If we could talk about death the same way we talk about lunch or the weather, it would be a lot easier to make decisions about end-of-life issues. Work out power of attorney over a few beers, for instance. Well, maybe not a few for that one, maybe over coffee, but openly and joyfully if possible. We should all know what our loved ones want, how they want to conduct themselves at the end, without any mystery. These should be topics we have no problem discussing, yet they are things that often are never addressed until it is too late.
I may not know specifically how I want to die, but I have a few ideas and I certainly know ways that I absolutely want to avoid. For example, I don’t want to be heavily drugged while I waste away. And I don’t want to live past the point that I am able to experience the beauty of the world or find joy in my existence. If I am going to suffer, there had better be a greater point to it, either in some valuable contribution I am still trying to make or some important project I am trying to finish, or some amazing moment I am holding out for. Because those are things that create meaning, and life should be meaningful as long as we are living it. But then I want to be able to die with dignity, on my own terms.
Then there is the issue of our relationship to our own mortality. It isn’t so much that we are trained to not think about our mortality, but we are trained to ignore it. Until it slaps us in the face and we have no choice. Maybe it’s in the form of a survivable accident. Maybe it’s in the form of a close friend’s sudden death. But when we are young, unless that slap happens, we live each day like we are immortal.
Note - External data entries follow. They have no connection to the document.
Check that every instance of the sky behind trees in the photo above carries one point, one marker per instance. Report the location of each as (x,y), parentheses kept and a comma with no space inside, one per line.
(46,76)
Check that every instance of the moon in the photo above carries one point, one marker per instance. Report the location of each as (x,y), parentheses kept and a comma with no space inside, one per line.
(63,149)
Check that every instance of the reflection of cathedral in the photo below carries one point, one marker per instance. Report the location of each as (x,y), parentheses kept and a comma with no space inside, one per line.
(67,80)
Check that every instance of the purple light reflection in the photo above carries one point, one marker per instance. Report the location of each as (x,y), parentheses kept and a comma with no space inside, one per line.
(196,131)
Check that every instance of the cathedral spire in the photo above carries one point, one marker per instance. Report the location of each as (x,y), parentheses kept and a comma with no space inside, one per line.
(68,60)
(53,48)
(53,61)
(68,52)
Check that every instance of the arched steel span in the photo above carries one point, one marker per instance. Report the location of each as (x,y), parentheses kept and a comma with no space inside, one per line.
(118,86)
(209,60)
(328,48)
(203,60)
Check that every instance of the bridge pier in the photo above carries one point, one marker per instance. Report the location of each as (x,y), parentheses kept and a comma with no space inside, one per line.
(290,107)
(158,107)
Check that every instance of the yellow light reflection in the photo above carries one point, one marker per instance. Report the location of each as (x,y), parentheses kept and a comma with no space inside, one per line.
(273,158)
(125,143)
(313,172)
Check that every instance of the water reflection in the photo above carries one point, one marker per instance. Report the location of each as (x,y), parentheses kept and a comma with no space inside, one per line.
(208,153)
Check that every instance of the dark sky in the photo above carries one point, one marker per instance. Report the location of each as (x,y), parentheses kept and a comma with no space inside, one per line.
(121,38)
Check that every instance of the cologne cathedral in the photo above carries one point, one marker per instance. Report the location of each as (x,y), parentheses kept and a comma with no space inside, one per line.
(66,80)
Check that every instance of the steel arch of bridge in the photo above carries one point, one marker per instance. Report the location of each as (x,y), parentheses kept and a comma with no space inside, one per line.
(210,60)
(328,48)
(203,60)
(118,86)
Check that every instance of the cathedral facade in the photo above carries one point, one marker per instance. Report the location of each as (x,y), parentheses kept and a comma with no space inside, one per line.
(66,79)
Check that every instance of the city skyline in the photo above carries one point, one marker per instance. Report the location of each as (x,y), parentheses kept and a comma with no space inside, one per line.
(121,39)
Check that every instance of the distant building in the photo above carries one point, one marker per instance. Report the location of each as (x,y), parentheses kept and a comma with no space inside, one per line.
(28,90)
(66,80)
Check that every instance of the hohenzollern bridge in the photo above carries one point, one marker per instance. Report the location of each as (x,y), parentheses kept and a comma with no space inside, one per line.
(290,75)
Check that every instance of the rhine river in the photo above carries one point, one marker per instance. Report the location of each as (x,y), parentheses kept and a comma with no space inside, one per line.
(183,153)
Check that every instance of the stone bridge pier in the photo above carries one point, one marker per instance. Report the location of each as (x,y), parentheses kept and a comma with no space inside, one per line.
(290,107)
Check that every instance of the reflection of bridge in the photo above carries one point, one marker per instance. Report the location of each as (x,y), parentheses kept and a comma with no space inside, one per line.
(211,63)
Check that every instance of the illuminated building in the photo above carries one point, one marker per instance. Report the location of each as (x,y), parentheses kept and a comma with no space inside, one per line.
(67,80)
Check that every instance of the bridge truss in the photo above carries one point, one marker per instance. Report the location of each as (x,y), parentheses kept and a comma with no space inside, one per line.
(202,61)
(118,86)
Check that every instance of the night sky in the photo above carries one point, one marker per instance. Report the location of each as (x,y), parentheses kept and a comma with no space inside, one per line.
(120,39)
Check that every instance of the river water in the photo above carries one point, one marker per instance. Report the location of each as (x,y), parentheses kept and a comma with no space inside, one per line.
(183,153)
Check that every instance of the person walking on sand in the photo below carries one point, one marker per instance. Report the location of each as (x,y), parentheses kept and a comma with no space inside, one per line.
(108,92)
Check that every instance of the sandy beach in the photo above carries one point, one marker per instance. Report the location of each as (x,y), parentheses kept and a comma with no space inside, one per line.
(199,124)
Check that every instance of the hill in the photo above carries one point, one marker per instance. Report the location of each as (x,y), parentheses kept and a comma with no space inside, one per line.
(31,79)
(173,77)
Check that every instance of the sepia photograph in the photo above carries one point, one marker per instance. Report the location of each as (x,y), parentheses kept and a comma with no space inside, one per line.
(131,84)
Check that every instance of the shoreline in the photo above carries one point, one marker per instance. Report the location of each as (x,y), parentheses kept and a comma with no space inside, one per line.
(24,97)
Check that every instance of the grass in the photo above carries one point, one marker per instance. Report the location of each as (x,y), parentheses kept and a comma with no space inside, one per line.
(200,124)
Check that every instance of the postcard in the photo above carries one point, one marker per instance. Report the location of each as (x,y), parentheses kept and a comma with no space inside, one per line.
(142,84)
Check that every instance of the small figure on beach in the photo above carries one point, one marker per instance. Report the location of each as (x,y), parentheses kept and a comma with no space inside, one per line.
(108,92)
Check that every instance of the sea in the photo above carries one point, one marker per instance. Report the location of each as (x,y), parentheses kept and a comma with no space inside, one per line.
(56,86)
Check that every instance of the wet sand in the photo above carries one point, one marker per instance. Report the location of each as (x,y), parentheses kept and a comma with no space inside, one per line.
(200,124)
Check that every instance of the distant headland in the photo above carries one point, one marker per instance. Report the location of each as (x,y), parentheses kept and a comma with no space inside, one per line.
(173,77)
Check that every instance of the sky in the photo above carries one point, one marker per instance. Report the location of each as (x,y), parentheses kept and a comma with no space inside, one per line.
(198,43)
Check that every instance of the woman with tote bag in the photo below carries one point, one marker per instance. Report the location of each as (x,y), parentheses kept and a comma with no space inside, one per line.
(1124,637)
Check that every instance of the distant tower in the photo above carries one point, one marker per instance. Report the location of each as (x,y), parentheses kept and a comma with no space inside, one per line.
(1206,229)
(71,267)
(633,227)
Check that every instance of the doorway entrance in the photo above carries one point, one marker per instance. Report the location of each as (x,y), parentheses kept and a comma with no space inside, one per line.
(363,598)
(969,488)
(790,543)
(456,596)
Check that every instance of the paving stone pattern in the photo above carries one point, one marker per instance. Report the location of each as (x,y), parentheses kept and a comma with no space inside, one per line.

We don’t plan for our own deaths (which would be someone else’s problem anyway) because we have so much damn time ahead of us. Unless, of course, there is a terminal illness or old age that has to be dealt with. But then, even if we gradually come to the realization that we probably should open a dialogue on the subject, it is still going to be tricky to engage other people in the discussion.
Because no one wants to talk about it.
Because no one knows how to talk about it.
And no one wants to think about what it means to them.
All this, in spite of death being the natural culmination of life. The one thing that everyone is headed for eventually. That which must not be named is something we should all be talking about, even embracing. We should be able to laugh over it, though maybe not in a Weekend At Bernie’s fashion, because, let’s face it, that might just be in poor taste. But the cult of youth that rules Hollywood should not be the only touchpoint between individuals and aging in our society. And the eternal search for the Fountain of Youth (or its illusory counterparts in cosmetics and plastic surgery) should give way to an acceptance of mortality and the embrace of the time we have — not so much the time we have left as the time we have here. Because we are in the moment and should be enjoying the moment, continuing our own participation in life as long as we are able.
And then we should be able to deal with those questions of “what next?” that will inevitably follow. And the discussions should be allowed to be frank, uncondescending, open, honest, blunt, funny, awkward, joyful, sad, nostalgic, a little bit crazy, but also clear and understandable and without guilt.
I talk a lot about removing the stigma from cancer, by redefining the narrative and learning to talk about that umbrella of diseases in a more modern, aware and truthful manner. It is time to remove the stigma from death, as well. Until death is a comfortable component of our personal identities, until our culture moves away from denial of our own mortality, we will continue to stumble around the subject and fail to make progress in addressing end-of-life issues. But there is one thing we can do now: talk about it.
Be a part of the conversation.
Refrain from shrinking back at the mention of someone dying. If death scares you, ask questions. When you are around people with a different perspective or tradition, engage them in a dialogue about what they do to honor or celebrate the dead. Look within our own communities for alternate perspectives and get to know what your neighbors think — you may rely on them one day for compassion.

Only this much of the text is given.